I commend the Commission and its staff for engaging through Project KISS in efforts to identify and reduce unnecessary burdens in the Commission regulations. I appreciate staff’s consideration and inclusion of several of my suggested edits to this Proposal. To be clear, I believe the Proposal provides for many sound improvements to subpart L that respond to ongoing concerns and confusion created by the finalization of the CFTC and Prudential Regulator Margin Rules and CFTC interpretive guidance.[15] However, where the Proposal aims to strip out regulatory provisions that the Commission previously determined were essential to effectuating the language and purpose of CEA section 4s(l), I believe the Commission may be engaging in shortsighted and unnecessary rollbacks to the detriment of the swap counterparties subpart L is intended to protect.
[1] 17 CFR 23.150-159, 161.
[2] Protection of Collateral of Counterparties to Uncleared Swaps; Treatment of Securities in a Portfolio Margining Account in a Commodity Broker Bankruptcy, 78 FR 66621, 66623 (Nov. 6, 2013).
[3] Id. at 66623 and 66625.
[4] Id. at 66625.
[5] Id.; 17 CFR 23.701(e).
[6] 7 U.S.C. 6s(l)(1)(A) (emphasis added).
[7] 78 FR at 66635 (emphasis added); see also 78 FR at 66633 (adding that annual notice offers this benefit “without requiring excessive or repetitive notification in cases where a counterparty engages in multiple swaps with a particular SD or MSP over the course of a year.”).
[8] 78 FR at 66633 (“The Commission believes that the cost of requiring SDs and MSPs to deliver one notification per year to each counterparty is not overly burdensome, particularly when one considers the importance of the counterparty’s decision to require segregation and the large dollar volume of business that is typically done by SDs and MSPs.”).

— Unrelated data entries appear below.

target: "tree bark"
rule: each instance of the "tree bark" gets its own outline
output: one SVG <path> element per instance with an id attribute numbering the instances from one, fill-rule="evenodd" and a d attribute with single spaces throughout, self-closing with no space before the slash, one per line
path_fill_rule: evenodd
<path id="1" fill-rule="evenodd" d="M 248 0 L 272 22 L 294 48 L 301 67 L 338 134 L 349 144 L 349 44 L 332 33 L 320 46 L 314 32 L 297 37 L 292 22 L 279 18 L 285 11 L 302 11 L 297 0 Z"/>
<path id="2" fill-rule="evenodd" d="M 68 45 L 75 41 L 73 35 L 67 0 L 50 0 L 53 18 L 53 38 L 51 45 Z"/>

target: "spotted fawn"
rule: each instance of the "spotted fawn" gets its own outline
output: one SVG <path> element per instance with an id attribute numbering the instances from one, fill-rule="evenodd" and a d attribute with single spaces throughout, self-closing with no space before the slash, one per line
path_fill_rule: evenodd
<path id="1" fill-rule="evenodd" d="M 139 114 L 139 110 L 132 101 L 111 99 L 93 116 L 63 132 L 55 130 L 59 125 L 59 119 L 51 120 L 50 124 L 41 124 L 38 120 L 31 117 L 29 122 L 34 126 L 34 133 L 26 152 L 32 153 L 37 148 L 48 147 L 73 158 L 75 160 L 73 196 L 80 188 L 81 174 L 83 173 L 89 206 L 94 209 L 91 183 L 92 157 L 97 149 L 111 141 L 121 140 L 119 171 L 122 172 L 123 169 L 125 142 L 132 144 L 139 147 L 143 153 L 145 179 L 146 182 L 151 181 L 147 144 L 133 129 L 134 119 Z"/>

[9] 17 CFR 23.701(a)(2) and (3). While Commission Regulation 23.701(d) requires the SD or MSP to obtain confirmation of receipt of the segregation notification, since 2014, the Commission has permitted SDs and MSPs to rely on negative consent for purposes of Regulation 23.701(d), provided that the notice under Regulation 23.701(a) includes a prominent and unambiguous statement to that effect. See CFTC Staff Letter No. 14-132 (Oct. 31, 2014) at 7, available at https://www.cftc.gov/sites/default/files/idc/groups/public/@lrlettergeneral/documents/letter/14-132.pdf.; See also Transcript of the NFA Swap Dealer Examinations Webinar at 6 ( Jan. 18, 2018), available at https://www.nfa.futures.org/members/member-resources/files/transcripts/sdexamswebinartranscriptjan2018.pdf.
[10] See 78 FR at 66624.
[11] Id. at 66621 and 66632.
[12] Protection of Collateral of Counterparties to Uncleared Swaps; Treatment of Securities in a Portfolio Margining Account in a Commodity Broker Bankruptcy, 75 FR 75432, 75437 (proposed Dec. 3, 2010).
[13] I also believe that the Commission can respond to specific burdens identified by SDs and MSPs by, for example, codifying staff interpretive guidance. See, e.g. Letter from the Financial Services Roundtable at 56 (Sept. 30, 2017) (urging the Commission to codify its interpretation in CFTC Staff Letter No. 14-132 with respect to SDs’ ability to rely on negative consent), https://comments.cftc.gov/PublicComments/ViewComment.aspx?id=61427&SearchText=.
[14] For example, through the use of additional clauses in customer onboarding or relationship documentation as a means to append the required notification and disclosures to each new swap confirmation thereby ensuring and simultaneously documenting that the counterparty is notified of their right to require segregation at least at the beginning of each swap transaction.
[15] See CFTC Staff Letter No. 14-132, supra note 9.